Ezra Miller Perks Up

19-year-old Ezra Miller will star in the upcoming The Perks of Being a Wallflower.

Photo by Lauren Charlea Nolting.

Ezra Miller is not exactly Jack Nicholson or Robert DeNiro, but getting him to agree to an interview feels like an achievement just the same.

That’s not because Miller, 19, is off-the-charts busy. He is not yet consumed by the inevitable promo blitz for the movie The Perks of Being a Wallflower, to be released this fall, in which he plays a corrupting influence on a tortured high school freshman. (The film also stars Paul Rudd and Emma Watson.) And his last two films, We Need to Talk About Kevin and Another Happy Day, both 2011 releases, are well behind him.  

But Miller, who lived in Wyckoff until moving to Hoboken at 14 with his parents, has his reasons for being a reluctant subject. Foremost among them is the way the media has portrayed him so far.

“This article made me dislike Ezra Miller,” reads a comment posted about a New York Observer profile published in December (headline: “The Most Misunderstood Kid in Showbiz?”). And in January, a New York magazine article titled “We Need to Talk About Ezra” described Miller as having “a habit of spewing half-baked musings.” The article rendered the following judgment: “He can’t have been easy to raise.”

But Miller, who now lives in Manhattan’s Chelsea section (his parents still reside in Hoboken), can also come across as a regular kid from New Jersey.

“All of my early experiences playing make-believe in my backyard in Wyckoff and playing drums in my basement and in my friends’ basements—that’s where my artistry comes from,” he says during a phone interview.

Further inspiration can be traced to his kindergarten classroom at the Village School, now in Waldwick, where his teacher, “who maybe had a more profound effect on my life than anyone,” accepted him into the choir. That spawned his love of opera. At six, he landed a role in the U.S. premiere of the Philip Glass opera White Raven at Lincoln Center. Later, he joined the Metropolitan Opera Children’s Chorus. By the time he was 14, Hollywood came calling; his first role was as a boarding-school outcast in Afterschool.

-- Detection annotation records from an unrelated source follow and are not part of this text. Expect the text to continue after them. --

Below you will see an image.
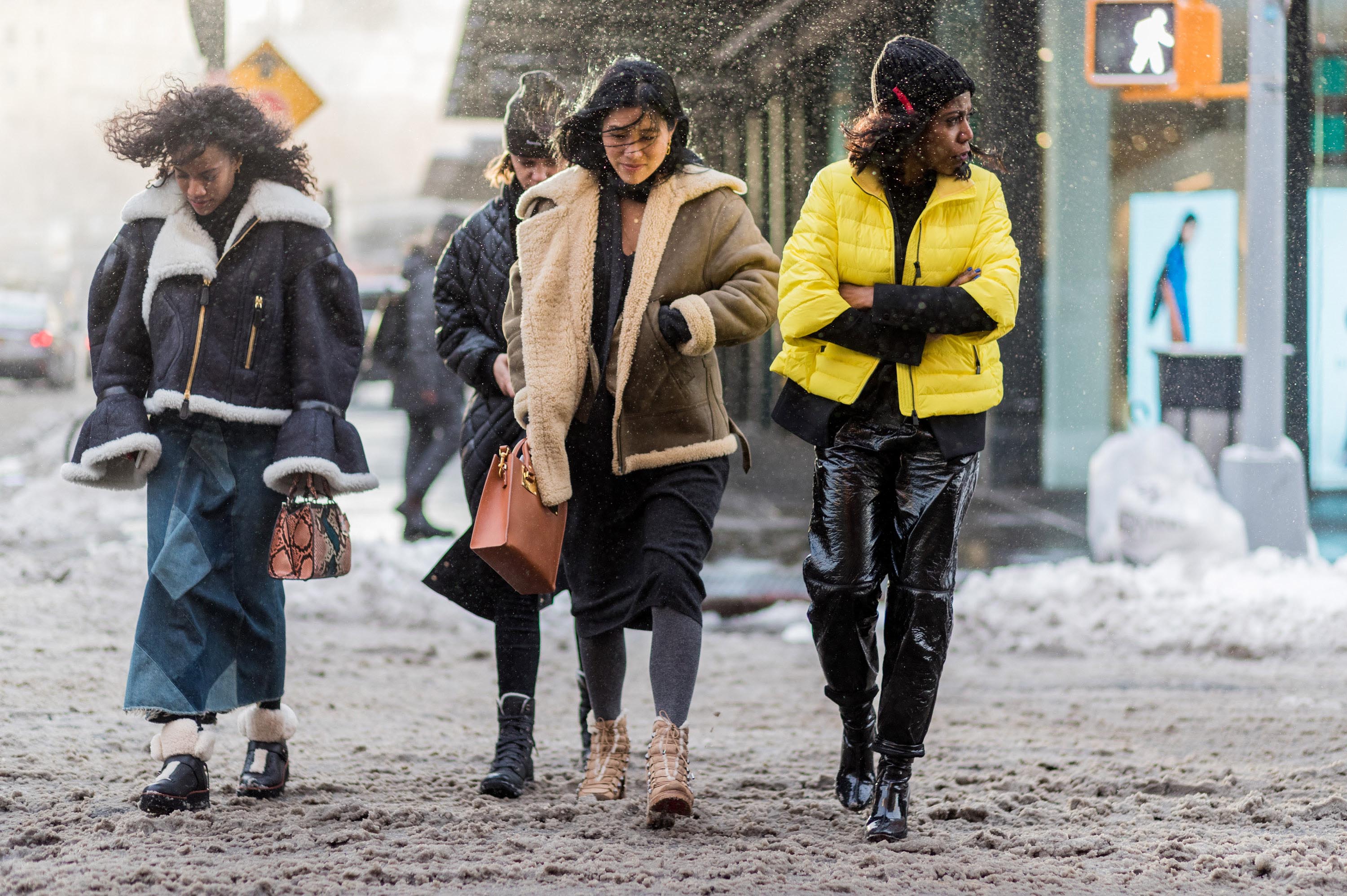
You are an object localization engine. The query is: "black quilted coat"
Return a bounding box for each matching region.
[424,182,551,620]
[435,182,524,504]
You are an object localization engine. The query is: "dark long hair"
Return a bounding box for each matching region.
[102,79,315,193]
[552,57,702,183]
[842,106,1006,180]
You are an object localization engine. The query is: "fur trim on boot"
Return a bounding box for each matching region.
[645,713,692,827]
[238,703,299,744]
[577,713,632,803]
[150,718,216,763]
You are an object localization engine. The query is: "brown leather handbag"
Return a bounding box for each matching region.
[267,473,350,580]
[471,438,566,594]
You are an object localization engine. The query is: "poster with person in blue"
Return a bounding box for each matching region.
[1150,211,1197,342]
[1127,190,1239,426]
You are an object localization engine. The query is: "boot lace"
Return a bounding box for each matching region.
[645,713,690,794]
[579,720,630,799]
[492,720,533,772]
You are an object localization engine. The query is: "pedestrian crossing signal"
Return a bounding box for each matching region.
[1086,0,1249,104]
[1086,0,1179,86]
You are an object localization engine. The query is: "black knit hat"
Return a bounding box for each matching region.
[870,35,974,123]
[505,71,566,159]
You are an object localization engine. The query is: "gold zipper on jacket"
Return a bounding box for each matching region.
[244,295,263,370]
[178,218,257,420]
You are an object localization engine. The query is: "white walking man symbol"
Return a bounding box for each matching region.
[1129,9,1175,74]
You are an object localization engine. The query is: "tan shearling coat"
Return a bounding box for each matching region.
[504,167,780,507]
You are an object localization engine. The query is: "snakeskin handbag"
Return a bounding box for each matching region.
[267,473,350,580]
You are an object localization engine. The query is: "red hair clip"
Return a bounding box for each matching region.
[893,88,916,114]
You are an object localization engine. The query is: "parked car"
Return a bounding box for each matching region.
[0,290,78,387]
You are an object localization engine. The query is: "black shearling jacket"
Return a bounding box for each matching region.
[62,180,379,493]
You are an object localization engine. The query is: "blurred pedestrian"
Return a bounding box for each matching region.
[62,83,379,814]
[426,71,568,798]
[772,36,1020,841]
[504,59,779,825]
[393,214,463,542]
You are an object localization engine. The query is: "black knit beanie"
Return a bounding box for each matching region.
[505,71,566,159]
[870,35,974,124]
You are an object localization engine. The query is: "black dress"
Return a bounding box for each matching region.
[562,211,730,637]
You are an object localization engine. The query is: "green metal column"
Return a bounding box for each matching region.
[1039,0,1111,489]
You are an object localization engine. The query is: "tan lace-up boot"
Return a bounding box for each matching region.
[578,713,632,802]
[645,713,692,827]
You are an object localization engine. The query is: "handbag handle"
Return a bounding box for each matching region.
[286,473,333,504]
[494,435,556,514]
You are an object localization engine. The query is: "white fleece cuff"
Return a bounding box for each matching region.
[238,703,299,744]
[669,295,715,357]
[261,457,379,495]
[61,432,163,491]
[145,389,290,426]
[150,718,216,763]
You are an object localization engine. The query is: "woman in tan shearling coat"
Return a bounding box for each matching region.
[504,59,779,825]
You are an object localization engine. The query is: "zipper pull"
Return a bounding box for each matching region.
[912,224,924,285]
[244,295,263,370]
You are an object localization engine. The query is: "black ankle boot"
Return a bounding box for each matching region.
[575,668,590,771]
[836,703,874,813]
[480,694,533,799]
[397,504,454,542]
[865,756,912,843]
[238,741,290,799]
[136,753,210,815]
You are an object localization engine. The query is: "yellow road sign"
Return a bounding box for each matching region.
[229,40,323,127]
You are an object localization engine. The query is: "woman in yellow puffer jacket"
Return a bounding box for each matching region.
[772,36,1020,841]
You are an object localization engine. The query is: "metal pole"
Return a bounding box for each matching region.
[1220,0,1312,557]
[1243,0,1286,450]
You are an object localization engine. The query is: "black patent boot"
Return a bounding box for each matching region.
[136,753,210,815]
[836,703,874,813]
[478,694,533,799]
[575,668,593,771]
[865,756,912,843]
[238,741,290,799]
[136,718,216,815]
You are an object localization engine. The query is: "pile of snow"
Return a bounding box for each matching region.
[1087,424,1249,563]
[954,549,1347,659]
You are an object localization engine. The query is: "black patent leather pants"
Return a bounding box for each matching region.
[804,419,978,756]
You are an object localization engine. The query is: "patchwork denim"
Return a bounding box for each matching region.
[125,413,286,716]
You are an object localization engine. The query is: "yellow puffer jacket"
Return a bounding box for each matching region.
[772,160,1020,416]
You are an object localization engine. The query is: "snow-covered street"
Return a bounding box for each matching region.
[0,391,1347,893]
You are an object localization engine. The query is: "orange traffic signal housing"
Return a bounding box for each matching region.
[1086,0,1249,102]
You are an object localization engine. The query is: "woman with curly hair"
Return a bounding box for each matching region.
[504,59,777,825]
[772,36,1020,841]
[62,83,379,814]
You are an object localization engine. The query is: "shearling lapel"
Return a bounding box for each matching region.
[121,179,331,327]
[617,175,684,444]
[140,202,217,329]
[517,167,745,496]
[609,168,746,473]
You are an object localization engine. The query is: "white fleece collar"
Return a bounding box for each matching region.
[121,178,331,327]
[516,164,749,220]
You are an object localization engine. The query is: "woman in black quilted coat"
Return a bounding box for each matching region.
[426,71,577,796]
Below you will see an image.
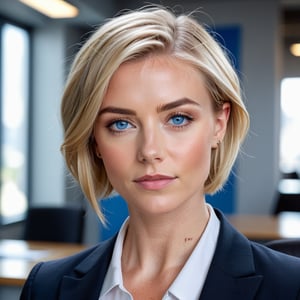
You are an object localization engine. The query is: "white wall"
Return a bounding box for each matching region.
[180,0,281,213]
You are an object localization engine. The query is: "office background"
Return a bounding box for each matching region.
[0,0,300,242]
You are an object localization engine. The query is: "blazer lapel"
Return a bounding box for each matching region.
[200,210,263,300]
[59,237,115,300]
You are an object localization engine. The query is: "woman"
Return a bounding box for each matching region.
[21,8,300,300]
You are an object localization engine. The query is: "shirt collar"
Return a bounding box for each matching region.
[100,204,220,299]
[168,204,220,299]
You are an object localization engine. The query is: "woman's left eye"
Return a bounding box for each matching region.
[168,114,191,126]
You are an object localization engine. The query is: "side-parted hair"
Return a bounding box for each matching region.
[61,7,249,222]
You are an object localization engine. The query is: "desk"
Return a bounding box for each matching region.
[227,212,300,240]
[0,240,86,287]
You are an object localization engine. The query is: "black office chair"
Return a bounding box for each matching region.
[24,206,85,243]
[265,238,300,257]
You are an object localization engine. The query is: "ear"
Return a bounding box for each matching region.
[212,102,231,148]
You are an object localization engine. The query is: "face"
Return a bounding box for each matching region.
[94,56,230,214]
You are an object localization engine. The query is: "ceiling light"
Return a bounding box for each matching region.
[19,0,78,19]
[290,43,300,56]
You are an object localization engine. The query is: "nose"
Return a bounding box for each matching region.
[137,126,165,163]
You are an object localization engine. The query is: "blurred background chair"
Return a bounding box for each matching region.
[265,238,300,257]
[24,206,85,243]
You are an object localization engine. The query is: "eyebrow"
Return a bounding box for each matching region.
[98,98,200,116]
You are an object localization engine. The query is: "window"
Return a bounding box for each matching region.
[280,77,300,173]
[0,23,29,224]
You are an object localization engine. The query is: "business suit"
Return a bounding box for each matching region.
[21,211,300,300]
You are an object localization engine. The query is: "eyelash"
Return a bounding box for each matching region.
[167,112,194,129]
[106,112,194,134]
[106,118,135,134]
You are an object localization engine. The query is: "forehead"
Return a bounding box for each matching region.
[102,55,210,107]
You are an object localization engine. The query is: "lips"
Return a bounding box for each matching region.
[134,174,176,190]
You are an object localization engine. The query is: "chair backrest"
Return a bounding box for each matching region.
[266,238,300,257]
[24,207,85,243]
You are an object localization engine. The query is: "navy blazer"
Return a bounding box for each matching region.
[20,210,300,300]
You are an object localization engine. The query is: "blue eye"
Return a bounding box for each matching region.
[109,120,133,131]
[169,115,189,126]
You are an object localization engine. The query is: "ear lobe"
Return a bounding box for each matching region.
[213,102,231,148]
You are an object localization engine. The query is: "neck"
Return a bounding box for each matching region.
[122,202,209,274]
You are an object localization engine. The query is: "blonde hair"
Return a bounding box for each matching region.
[61,7,249,221]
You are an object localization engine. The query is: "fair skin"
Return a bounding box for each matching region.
[94,55,230,299]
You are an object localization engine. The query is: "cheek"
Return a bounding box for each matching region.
[177,131,211,176]
[98,146,131,184]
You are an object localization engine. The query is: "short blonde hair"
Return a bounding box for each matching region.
[61,7,249,221]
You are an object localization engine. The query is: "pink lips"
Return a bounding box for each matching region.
[134,174,176,190]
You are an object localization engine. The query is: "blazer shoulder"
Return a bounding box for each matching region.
[20,238,115,300]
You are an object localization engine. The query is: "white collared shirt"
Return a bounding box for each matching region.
[99,204,220,300]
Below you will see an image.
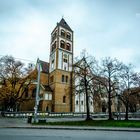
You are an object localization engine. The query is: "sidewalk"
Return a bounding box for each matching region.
[0,118,140,132]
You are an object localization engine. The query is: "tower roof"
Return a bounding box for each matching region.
[57,18,72,31]
[40,60,49,73]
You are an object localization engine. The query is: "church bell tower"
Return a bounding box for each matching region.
[49,18,73,112]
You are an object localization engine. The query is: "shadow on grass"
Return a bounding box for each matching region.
[35,120,140,128]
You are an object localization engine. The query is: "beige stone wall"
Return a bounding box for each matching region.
[50,70,71,112]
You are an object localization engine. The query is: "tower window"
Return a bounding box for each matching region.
[64,58,68,63]
[62,75,65,82]
[32,88,36,98]
[60,40,65,49]
[63,96,66,103]
[67,32,71,40]
[50,76,54,83]
[52,41,56,51]
[52,30,57,41]
[66,76,68,83]
[66,43,71,51]
[61,29,65,37]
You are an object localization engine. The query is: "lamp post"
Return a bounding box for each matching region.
[34,58,40,123]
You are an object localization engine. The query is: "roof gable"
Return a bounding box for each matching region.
[57,18,73,32]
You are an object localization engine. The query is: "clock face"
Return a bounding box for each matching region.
[64,54,68,58]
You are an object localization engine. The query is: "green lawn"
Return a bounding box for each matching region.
[37,120,140,128]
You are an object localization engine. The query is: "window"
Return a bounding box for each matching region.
[25,88,28,98]
[66,76,68,83]
[63,58,68,63]
[50,76,54,83]
[32,88,36,97]
[52,30,57,41]
[62,75,65,82]
[60,40,65,49]
[64,66,67,70]
[52,41,56,52]
[66,43,71,51]
[67,32,71,40]
[63,96,66,103]
[61,29,65,37]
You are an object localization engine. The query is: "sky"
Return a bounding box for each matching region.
[0,0,140,72]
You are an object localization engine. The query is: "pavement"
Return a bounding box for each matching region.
[0,117,140,132]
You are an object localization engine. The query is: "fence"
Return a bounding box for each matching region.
[1,112,140,118]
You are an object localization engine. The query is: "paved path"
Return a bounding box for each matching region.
[0,118,140,132]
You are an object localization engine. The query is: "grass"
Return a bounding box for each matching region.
[37,120,140,128]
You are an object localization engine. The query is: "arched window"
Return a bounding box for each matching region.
[63,96,66,103]
[52,41,56,52]
[61,29,65,37]
[60,40,65,49]
[67,32,71,40]
[66,43,71,51]
[32,88,36,98]
[66,76,68,83]
[62,75,65,82]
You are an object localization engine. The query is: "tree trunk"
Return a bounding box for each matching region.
[108,73,113,120]
[85,78,91,120]
[125,103,128,120]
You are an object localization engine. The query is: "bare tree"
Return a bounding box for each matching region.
[73,53,97,120]
[98,57,122,120]
[0,56,35,111]
[119,64,140,120]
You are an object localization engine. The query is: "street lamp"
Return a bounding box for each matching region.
[34,58,40,123]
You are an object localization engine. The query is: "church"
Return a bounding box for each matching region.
[19,18,111,112]
[20,18,74,112]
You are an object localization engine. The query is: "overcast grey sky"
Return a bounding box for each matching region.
[0,0,140,72]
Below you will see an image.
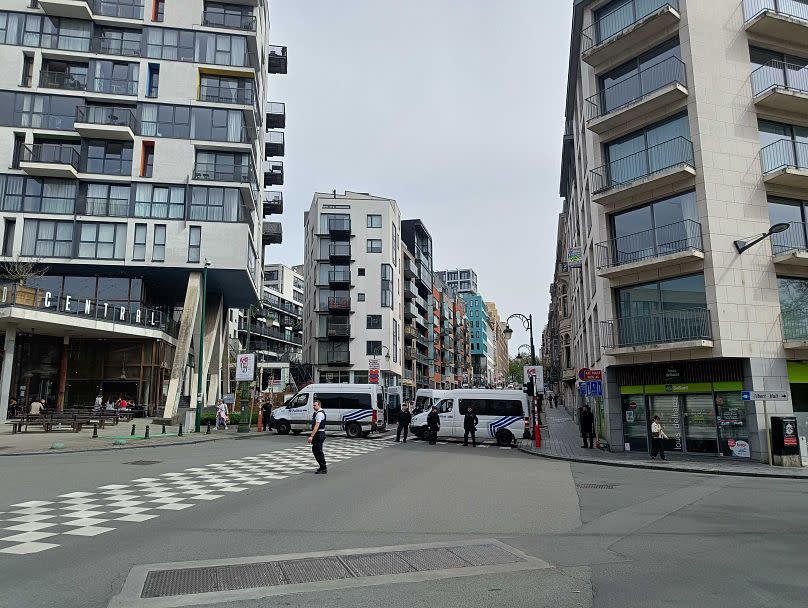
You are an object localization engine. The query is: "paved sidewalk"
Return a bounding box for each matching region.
[519,409,808,480]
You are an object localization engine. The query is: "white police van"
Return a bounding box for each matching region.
[410,389,530,446]
[269,384,386,438]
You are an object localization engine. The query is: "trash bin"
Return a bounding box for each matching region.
[771,416,802,467]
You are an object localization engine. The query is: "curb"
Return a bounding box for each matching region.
[519,445,808,481]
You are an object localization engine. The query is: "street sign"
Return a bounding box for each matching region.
[741,391,790,401]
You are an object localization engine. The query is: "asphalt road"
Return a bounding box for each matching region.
[0,436,808,608]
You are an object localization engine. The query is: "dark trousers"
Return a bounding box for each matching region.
[311,431,328,469]
[651,437,665,460]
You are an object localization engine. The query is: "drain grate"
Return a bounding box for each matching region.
[575,483,617,490]
[140,543,527,598]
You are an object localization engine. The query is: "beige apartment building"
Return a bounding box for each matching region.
[543,0,808,461]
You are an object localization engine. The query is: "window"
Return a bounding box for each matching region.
[188,226,202,263]
[22,220,73,258]
[132,224,146,261]
[140,141,154,177]
[147,63,160,97]
[152,224,166,262]
[382,264,393,308]
[78,222,126,260]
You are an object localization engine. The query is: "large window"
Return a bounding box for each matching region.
[78,222,126,260]
[22,220,73,258]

Not all of Hoboken was thrilled for him, especially at the Hudson School, where he was a freshman. “A lot of resentment started coming my way because I was absent so much,” he says.

Miller quit school at 16. One day, he may finish. “I think I have only three credits to fulfill,” he says. For now, he contends that his home state provides a top-notch education, even to those who don’t get diplomas.

“There’s a lot of really wonderful learning happening outside of schools all over New Jersey,” he says. “It’s in the garages and basements and back alleys. It’s art.”